President Obama's announcement Friday that he was "elevating the Small Business Administration to a Cabinet-level agency" was a largely symbolic gesture, government scholars say.
"The president has the ability to designate his Cabinet and the SBA will be now part of his Cabinet," Federal Chief Performance Officer Jeffrey Zients reiterated during the White House press briefing, after Obama's remarks.
There is a distinction to be made, however, between the president inviting the head of an agency to his Cabinet, as Obama will do with SBA Administrator Karen Mills, and elevating the entire agency to "Cabinet-level status," according to Paul Light, Paulette Goddard Professor of Public Service at New York University.
Light described Cabinet-level status as "a formal designation that only Congress can make by giving the individual and the agency a particular level in the executive pay structure." He explained that Mills' future attendance at Cabinet meetings is purely symbolic and will in no way affect her pay grade unless Congress passes additional legislation.
"He's basically saying, 'I'm going to call this person a BFF . . . and I'm going to invite this person to our clubhouse for our quarterly Cabinet meetings,' " Light said, comparing the process to the ceremonial act of knighthood.

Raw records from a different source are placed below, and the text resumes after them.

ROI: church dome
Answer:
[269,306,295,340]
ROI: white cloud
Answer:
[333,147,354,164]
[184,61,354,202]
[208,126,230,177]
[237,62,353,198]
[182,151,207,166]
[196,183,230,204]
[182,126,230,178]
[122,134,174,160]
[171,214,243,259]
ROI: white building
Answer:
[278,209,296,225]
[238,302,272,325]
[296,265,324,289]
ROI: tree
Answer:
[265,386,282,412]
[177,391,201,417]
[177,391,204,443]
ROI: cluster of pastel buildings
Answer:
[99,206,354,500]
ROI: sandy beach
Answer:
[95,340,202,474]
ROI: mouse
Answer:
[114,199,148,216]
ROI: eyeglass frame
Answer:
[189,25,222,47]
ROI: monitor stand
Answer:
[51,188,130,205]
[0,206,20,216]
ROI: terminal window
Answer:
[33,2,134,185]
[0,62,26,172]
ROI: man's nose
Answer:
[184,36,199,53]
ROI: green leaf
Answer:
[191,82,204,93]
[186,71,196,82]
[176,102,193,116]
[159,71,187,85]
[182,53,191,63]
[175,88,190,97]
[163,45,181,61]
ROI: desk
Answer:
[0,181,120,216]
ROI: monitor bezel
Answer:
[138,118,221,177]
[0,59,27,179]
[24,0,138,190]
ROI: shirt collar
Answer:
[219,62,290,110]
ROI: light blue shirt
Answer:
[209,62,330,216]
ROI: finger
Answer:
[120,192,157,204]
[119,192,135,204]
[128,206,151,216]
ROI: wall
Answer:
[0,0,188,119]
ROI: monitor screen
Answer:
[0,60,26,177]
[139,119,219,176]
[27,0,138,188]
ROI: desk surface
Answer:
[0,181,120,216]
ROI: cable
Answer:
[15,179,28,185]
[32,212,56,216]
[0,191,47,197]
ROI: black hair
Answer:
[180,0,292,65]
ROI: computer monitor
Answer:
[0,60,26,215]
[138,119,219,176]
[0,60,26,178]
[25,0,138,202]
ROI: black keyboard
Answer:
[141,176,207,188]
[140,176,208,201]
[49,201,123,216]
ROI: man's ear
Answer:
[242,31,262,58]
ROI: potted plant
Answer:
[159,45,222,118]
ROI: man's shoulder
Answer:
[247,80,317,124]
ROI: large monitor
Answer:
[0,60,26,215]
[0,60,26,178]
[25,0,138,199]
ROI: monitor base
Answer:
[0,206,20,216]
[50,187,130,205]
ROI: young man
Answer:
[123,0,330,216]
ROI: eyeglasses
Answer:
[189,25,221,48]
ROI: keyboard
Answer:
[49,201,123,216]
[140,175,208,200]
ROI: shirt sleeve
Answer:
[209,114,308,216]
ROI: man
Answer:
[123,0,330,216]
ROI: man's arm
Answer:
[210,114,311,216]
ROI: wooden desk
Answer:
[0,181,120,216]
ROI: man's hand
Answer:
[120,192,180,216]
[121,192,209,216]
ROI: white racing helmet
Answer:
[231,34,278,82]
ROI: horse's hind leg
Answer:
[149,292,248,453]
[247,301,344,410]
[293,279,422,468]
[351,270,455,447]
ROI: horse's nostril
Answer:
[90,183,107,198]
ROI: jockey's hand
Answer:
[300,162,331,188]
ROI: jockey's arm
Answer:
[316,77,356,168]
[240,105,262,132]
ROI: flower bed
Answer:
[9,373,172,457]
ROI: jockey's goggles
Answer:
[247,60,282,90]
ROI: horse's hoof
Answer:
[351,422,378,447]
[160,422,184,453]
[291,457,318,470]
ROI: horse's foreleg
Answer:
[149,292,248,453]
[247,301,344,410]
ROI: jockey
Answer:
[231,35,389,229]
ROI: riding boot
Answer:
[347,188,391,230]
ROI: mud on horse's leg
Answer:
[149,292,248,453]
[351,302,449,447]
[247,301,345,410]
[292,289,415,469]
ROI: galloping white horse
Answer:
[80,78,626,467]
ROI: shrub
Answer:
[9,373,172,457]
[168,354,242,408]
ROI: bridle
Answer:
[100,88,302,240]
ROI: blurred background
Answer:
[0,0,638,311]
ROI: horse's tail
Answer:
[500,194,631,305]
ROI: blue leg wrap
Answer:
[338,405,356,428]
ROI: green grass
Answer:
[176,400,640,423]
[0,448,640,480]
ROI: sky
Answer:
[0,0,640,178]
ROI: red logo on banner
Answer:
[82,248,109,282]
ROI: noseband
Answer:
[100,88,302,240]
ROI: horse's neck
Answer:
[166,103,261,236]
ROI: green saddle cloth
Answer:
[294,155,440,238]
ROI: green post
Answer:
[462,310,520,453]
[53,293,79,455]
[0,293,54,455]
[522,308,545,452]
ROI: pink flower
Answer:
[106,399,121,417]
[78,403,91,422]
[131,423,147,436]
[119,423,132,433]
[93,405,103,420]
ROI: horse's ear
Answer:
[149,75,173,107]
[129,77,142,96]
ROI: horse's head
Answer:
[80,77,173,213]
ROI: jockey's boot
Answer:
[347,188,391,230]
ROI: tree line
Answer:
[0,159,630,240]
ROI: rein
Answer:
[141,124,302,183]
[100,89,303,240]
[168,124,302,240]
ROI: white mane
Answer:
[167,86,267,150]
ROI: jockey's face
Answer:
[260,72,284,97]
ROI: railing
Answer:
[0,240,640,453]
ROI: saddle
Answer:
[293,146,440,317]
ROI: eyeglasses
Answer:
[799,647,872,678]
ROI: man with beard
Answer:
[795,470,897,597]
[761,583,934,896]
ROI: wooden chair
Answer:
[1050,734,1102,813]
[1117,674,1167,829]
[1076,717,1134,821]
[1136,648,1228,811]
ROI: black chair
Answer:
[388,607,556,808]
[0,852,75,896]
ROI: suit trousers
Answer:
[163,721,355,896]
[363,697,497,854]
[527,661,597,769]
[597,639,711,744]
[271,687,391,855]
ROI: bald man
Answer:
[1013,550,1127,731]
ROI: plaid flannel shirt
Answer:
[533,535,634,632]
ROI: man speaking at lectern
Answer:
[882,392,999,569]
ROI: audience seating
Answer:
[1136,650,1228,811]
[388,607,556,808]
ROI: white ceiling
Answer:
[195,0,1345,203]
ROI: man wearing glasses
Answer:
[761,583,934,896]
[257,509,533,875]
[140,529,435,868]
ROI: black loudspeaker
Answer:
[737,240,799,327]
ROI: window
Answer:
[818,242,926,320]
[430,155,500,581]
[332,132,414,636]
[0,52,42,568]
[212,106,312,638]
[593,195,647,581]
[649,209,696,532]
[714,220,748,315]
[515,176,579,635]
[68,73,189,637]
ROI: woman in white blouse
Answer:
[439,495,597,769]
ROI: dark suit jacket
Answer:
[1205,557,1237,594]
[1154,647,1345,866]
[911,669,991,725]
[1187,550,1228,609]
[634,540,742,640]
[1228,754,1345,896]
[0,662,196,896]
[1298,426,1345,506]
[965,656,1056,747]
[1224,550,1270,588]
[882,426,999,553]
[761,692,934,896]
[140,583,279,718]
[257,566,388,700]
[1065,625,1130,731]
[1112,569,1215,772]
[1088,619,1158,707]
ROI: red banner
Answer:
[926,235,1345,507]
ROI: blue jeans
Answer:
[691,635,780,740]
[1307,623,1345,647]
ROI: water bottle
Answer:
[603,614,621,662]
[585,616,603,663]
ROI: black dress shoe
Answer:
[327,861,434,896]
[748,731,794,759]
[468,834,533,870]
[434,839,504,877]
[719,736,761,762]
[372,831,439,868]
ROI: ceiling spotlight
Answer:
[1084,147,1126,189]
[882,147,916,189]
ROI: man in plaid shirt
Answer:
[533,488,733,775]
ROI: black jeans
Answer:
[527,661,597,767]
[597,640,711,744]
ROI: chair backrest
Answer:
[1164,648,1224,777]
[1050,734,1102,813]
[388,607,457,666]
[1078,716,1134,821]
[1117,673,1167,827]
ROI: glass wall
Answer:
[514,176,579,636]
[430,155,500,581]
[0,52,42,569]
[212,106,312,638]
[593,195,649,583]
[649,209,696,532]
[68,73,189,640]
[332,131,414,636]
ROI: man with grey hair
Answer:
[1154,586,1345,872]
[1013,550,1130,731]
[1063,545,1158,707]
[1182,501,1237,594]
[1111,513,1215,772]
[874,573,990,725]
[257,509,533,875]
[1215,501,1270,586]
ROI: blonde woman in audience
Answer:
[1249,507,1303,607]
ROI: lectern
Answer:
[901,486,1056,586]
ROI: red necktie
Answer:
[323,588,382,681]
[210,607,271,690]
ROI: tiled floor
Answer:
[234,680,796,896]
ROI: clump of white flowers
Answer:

Don Kettl, dean of the University of Maryland School of Public Policy, also sees the act as mostly symbolic.
"Whether an agency is Cabinet rank or not, in terms of getting the job done, doesn't really matter a whole lot," Kettl said. "It has much more to do with political symbolism."
SBA has been on and off the presidential guest list for nearly two decades. President Clinton first extended an invitation to the agency head to join his Cabinet in 1994, when, according to Light, he also misused the legislative term "elevate." President Bush rescinded the Cabinet invitation after he took office.
In 1988, Congress elevated the Veteran Affairs Department to Cabinet-level status. At the time, President George H.W. Bush remarked, "There is only one place for the veterans of America: in the Cabinet room, at the table with the president of the United States of America."
VA's promotion may have been a mixed blessing: "They got the name change, they got the accoutrements of Cabinet status, the limousine," Light said. But the department couldn't get additional employees or funding for new signs, thanks to provisions in the elevation legislation that prohibited such expenditures.
Light said in the grand scheme of things, federal agencies are "probably better off" not receiving Cabinet-level status. "That table's not very important anymore -- we don't have Cabinet government as presidents once imagined," he said.
SBA's seat at the table is likely temporary. The president's full reorganization plan, which must be approved by Congress, would roll SBA and five other trade-related entities into one, still-unnamed agency.